R package to build many different statistical networks on high dimensional multivariate data and run diagnostic statistics
Pull the metanetworks package repo with the dockerfile and sample configuration files
cd <Project Working Directory>
git clone https://github.com/Sage-Bionetworks/metanetwork.git
# create support directories
mkdir temp
mkdir out
mkdir error
The dockerfile to setup the proper run environment and install the metanetwork package is located within the pacakge in metanetwork/inst/Docker/
.
To build the docker image with the proper environment run the following command from the directory you cloned the pacakge contents into.

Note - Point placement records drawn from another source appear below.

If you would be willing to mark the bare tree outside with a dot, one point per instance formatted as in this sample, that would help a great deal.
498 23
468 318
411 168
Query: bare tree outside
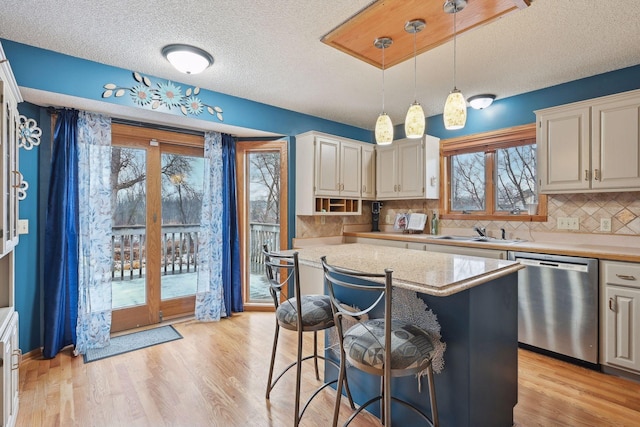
515 180
468 182
265 187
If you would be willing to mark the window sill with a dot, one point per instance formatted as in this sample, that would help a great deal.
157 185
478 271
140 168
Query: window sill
495 217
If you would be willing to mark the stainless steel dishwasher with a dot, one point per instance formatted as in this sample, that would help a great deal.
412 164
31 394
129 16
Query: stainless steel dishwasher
558 304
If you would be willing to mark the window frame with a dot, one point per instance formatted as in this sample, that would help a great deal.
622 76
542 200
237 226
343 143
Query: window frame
488 143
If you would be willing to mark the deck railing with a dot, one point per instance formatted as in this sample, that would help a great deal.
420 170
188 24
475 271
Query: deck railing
179 249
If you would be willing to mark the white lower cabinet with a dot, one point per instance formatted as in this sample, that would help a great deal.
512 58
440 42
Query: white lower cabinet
10 365
621 314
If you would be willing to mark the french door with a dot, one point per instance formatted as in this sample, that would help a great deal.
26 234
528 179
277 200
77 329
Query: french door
262 210
157 188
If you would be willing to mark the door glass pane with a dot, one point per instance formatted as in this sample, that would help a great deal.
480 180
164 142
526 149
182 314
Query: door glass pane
264 216
516 178
467 182
129 199
182 192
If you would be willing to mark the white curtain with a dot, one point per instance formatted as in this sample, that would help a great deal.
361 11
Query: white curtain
94 223
209 296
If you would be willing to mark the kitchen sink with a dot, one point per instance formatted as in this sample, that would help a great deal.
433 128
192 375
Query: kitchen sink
486 239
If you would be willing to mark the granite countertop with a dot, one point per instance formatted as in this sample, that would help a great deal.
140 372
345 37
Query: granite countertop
626 249
431 273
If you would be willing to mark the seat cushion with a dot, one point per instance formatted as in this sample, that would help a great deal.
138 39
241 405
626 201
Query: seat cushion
411 346
316 313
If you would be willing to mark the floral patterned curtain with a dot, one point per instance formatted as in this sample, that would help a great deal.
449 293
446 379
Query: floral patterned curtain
209 294
94 211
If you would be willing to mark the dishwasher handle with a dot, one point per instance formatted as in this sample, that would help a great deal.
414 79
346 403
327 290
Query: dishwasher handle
554 265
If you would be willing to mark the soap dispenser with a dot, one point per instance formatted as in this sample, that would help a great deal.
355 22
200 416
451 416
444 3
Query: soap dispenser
434 223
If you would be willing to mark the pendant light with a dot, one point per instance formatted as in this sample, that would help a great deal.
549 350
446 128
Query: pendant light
455 108
414 123
384 127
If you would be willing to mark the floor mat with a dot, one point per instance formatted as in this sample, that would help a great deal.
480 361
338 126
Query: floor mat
134 341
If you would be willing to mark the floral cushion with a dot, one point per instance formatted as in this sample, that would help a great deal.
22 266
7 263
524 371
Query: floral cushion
316 313
411 347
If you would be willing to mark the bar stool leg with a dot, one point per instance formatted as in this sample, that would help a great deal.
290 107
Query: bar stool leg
298 377
432 397
315 353
273 359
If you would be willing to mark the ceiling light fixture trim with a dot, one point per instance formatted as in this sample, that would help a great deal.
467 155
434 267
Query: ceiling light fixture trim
187 59
480 102
415 122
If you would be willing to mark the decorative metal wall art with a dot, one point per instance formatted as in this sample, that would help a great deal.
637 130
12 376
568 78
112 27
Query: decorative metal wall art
28 133
147 95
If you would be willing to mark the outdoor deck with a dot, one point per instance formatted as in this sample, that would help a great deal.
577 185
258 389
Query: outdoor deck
179 262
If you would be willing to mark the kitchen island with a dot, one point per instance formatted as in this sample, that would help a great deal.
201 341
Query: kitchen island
476 303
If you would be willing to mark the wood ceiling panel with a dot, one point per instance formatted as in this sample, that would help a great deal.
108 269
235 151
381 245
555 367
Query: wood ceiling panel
387 18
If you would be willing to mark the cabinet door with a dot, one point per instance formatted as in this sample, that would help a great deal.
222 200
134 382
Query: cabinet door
564 150
410 168
327 167
368 171
386 172
615 144
350 169
622 344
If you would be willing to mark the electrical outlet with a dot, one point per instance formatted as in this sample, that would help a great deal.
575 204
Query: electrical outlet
573 223
562 223
568 223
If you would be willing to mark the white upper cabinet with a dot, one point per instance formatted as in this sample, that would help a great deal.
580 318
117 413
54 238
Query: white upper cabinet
338 167
408 169
590 146
329 174
615 143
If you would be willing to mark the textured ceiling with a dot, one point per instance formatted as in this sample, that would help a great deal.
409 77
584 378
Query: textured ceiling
270 50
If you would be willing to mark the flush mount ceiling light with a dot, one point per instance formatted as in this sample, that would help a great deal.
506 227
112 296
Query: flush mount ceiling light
479 102
384 127
455 108
414 123
187 59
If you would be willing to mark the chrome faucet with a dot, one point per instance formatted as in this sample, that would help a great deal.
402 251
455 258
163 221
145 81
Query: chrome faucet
482 231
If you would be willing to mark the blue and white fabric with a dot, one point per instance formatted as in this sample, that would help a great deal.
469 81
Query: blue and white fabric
209 294
94 241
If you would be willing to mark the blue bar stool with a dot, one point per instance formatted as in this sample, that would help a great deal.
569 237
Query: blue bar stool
301 313
368 345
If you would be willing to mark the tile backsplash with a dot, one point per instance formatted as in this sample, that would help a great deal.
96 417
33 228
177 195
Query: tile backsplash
622 208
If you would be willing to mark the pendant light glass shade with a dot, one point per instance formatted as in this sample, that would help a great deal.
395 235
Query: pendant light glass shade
455 107
384 130
455 111
384 127
414 123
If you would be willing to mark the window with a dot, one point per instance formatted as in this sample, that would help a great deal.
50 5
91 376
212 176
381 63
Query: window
492 176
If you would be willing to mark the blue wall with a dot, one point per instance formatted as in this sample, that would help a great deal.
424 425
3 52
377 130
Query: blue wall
50 71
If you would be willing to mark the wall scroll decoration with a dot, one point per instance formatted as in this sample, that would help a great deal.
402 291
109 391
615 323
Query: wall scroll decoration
146 94
28 133
22 187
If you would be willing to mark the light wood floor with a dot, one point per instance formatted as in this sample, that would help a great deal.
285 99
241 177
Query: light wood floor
216 376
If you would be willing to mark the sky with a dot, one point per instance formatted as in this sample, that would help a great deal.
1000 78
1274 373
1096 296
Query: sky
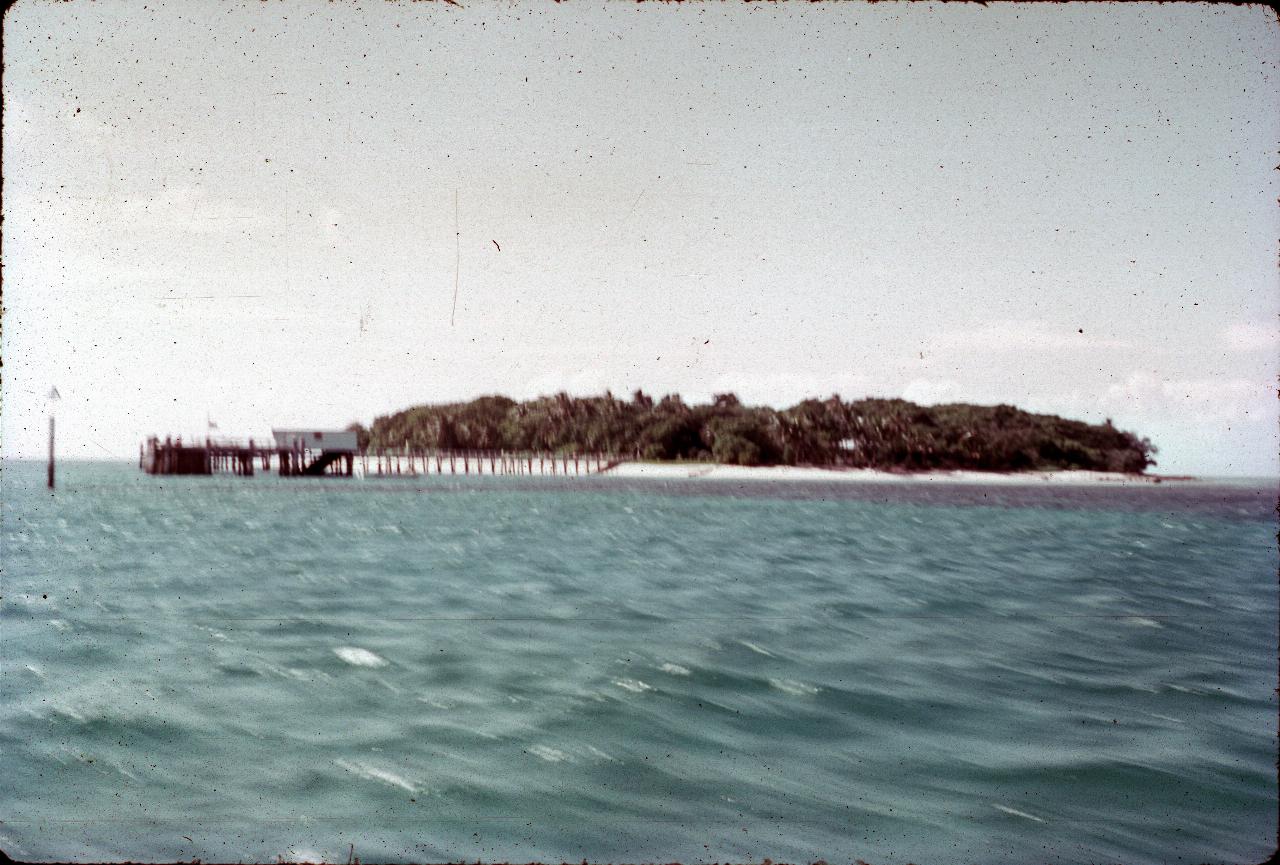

docker build -t metanets metanetwork/inst/Docker/
Start a container in detached continual run mode to pass build comands into. Use the -v
command to pass your current working directory
into the current into the container. Any file or folder within <Project Working Directory>
will be available within the container under
/root/
. Conversly any file written under /root/
inside the container will be written to <Project Working Directory>
outside the container.
This makes checking log files and diagnosising any potential issues much easier. The container name will be metanets
as specified by
--name
.
docker run -it -d -v "/<Project Working Directory>/:/root/" --name networks metanets
Basic commands to manipulate containers
# See running containers
docker container ls
# See all containers
docker ps -a
# Stop the container
docker stop <container name>
#eg.
docker stop metanets
# Start the container
docker start <container name>
#eg,
docker start metanets
# What if I want an interactive terminal session inside the container?
docker exec -it <container name> /bin/bash
cd ~
#eg.
docker exec -it metanets /bin/bash
cd /root/
Each network is build by passing 3 parameters into an R script called Network_Wrapper.R
. This script is located within the metanets package within
metanetwork/inst/runscripts/
. Since this file was in the mounted <Project Working Directory>
volume it is accessible inside the container with the filepath
/root/metanetwork/inst/runscripts/Network_Wrapper.R
. The run parameters required for the script are as follows:
-u, --synapse_user Synapse User name
-p, --synapse_pass Synapse User Password
-c, --config_file Path to the complete config file
While the first two arguments are straight forward the third is more involved. The configuration YAML file specifies the details of your network construction. For
detailed documentaition on this file see: metanetwork/inst/confighelp/Network_Wrapper_Config_Documentation.Rmd
. For example configuration files see:
metanetwork/inst/config/network-construction/
.
Note that if you're going to make a consensus network the output_name:
configuration variable is very important. All networks need to have a common string following the network type. This is required for programatic location of the induvidual networks within a given synapse Project/folder.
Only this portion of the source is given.